La chercheuse voit qu’un double standard se révèle dans l’inaction du gouvernement. «C’est surtout qu’on le voit comme […] un problème de femmes et de personnes qui ont un utérus et des menstruations. Ça devrait faire partie de la conversation», raisonne-t-elle, mentionnant que l’accès à ces produits relève de l’égalité des genres.
Les initiatives pour réduire le coût de ces produits essentiels se multiplient au pays depuis quelques années. Depuis 2015, il n’y a plus de taxe fédérale, surnommée «taxe tampon», sur le matériel d’hygiène menstruel. La Colombie-Britannique oblige ses écoles publiques à fournir des produits menstruels aux étudiants de niveaux primaire et secondaire depuis 2019. Au Québec, certaines municipalités financent totalement ou en partie l’achat de produits menstruels réutilisables comme les coupes menstruelles et les serviettes lavables. C’est le cas de certains arrondissements de Montréal, par exemple, ainsi que de la ville de Saguenay.
Une dépense supplémentaire
Une femme canadienne dépensera près de 6000$ en produits menstruels au courant de sa vie, affirme Léa Séguin. Si ce montant peut sembler raisonnable une fois échelonné sur une période de 30 ans, il est parfois difficile de trouver l’argent nécessaire à l’achat de produits menstruels à chaque mois, surtout chez la population moins nantie et les personnes itinérantes.
«Il y a plusieurs personnes qui vivent avec de faibles revenus et qui doivent prendre des décisions comme : »Bon, est-ce que je mange un sandwich ou je m’achète des tampons? » », illustre la chercheuse.
Claude Caron, gérant d’une succursale des pharmacies Jean Coutu à Delson, sur la Rive-Sud de Montréal, confirme que les produits menstruels sont toujours «de gros vendeurs». Malgré la popularité grandissante des options réutilisables, qui sont plus écologiques et donc de plus en plus appréciées du public, les serviettes hygiéniques et les tampons remplissent encore une grande section du magasin. «Ça occupe encore un gros volume [de notre chiffre d’affaires]», affirme-t-il.

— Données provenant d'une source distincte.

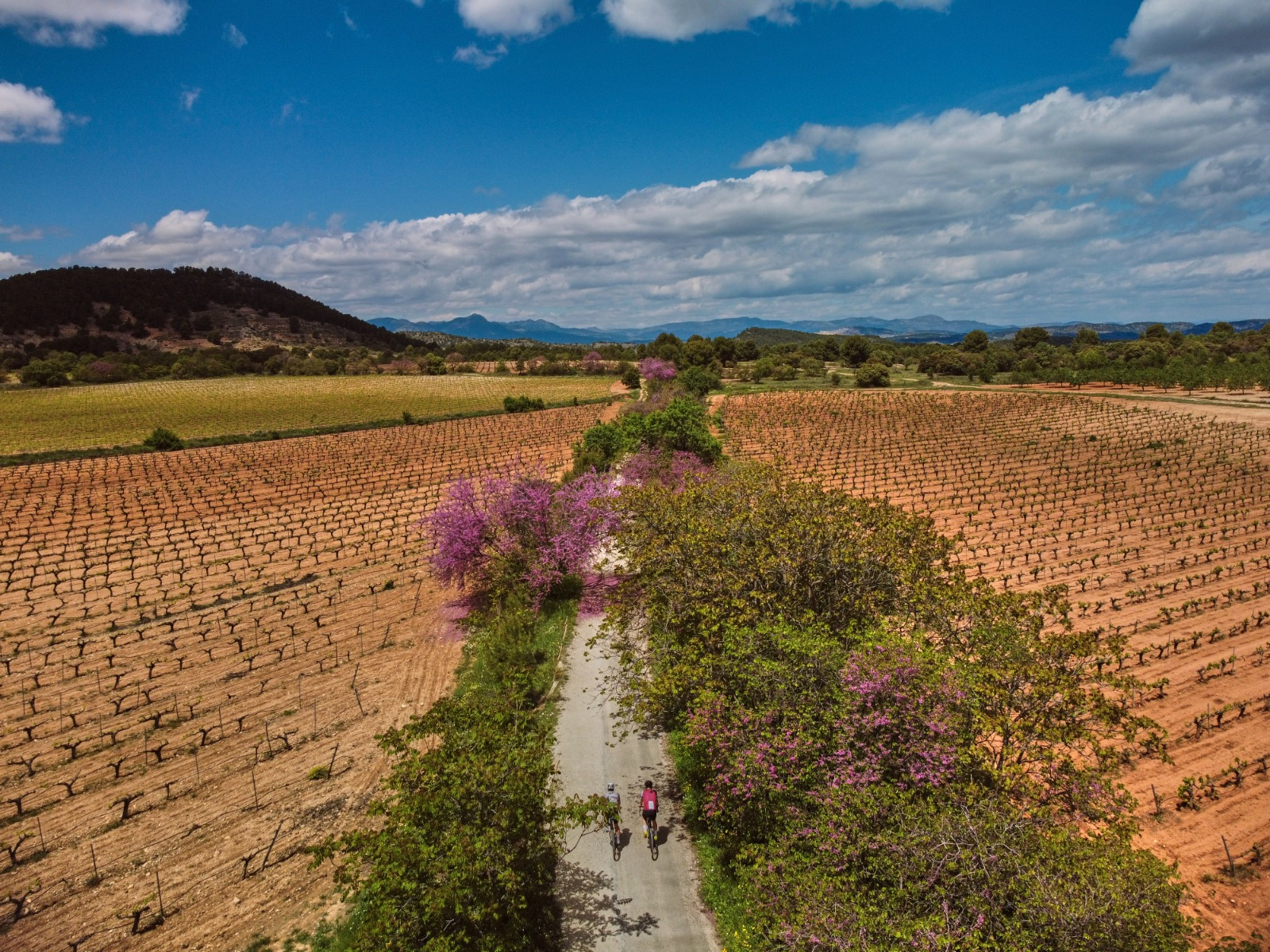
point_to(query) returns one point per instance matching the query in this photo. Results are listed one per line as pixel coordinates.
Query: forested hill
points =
(183, 302)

Bien qu’il observe moins de tabous liés à l’achat de produits menstruels qu’au début de sa carrière il y a 30 ans, Claude Caron ne s’attend pas à ce qu’ils deviennent gratuits de sitôt. Des produits qui s’apparentent aux produits menstruels, les couches d’incontinence pour adultes sont les seules à être remboursées par le gouvernement, observe le gérant. «On voit des personnes qui ont de la misère à payer des couches pour leurs enfants et ils ne sont pas remboursés, affirme M. Caron. Mais je pense que la cause est noble.»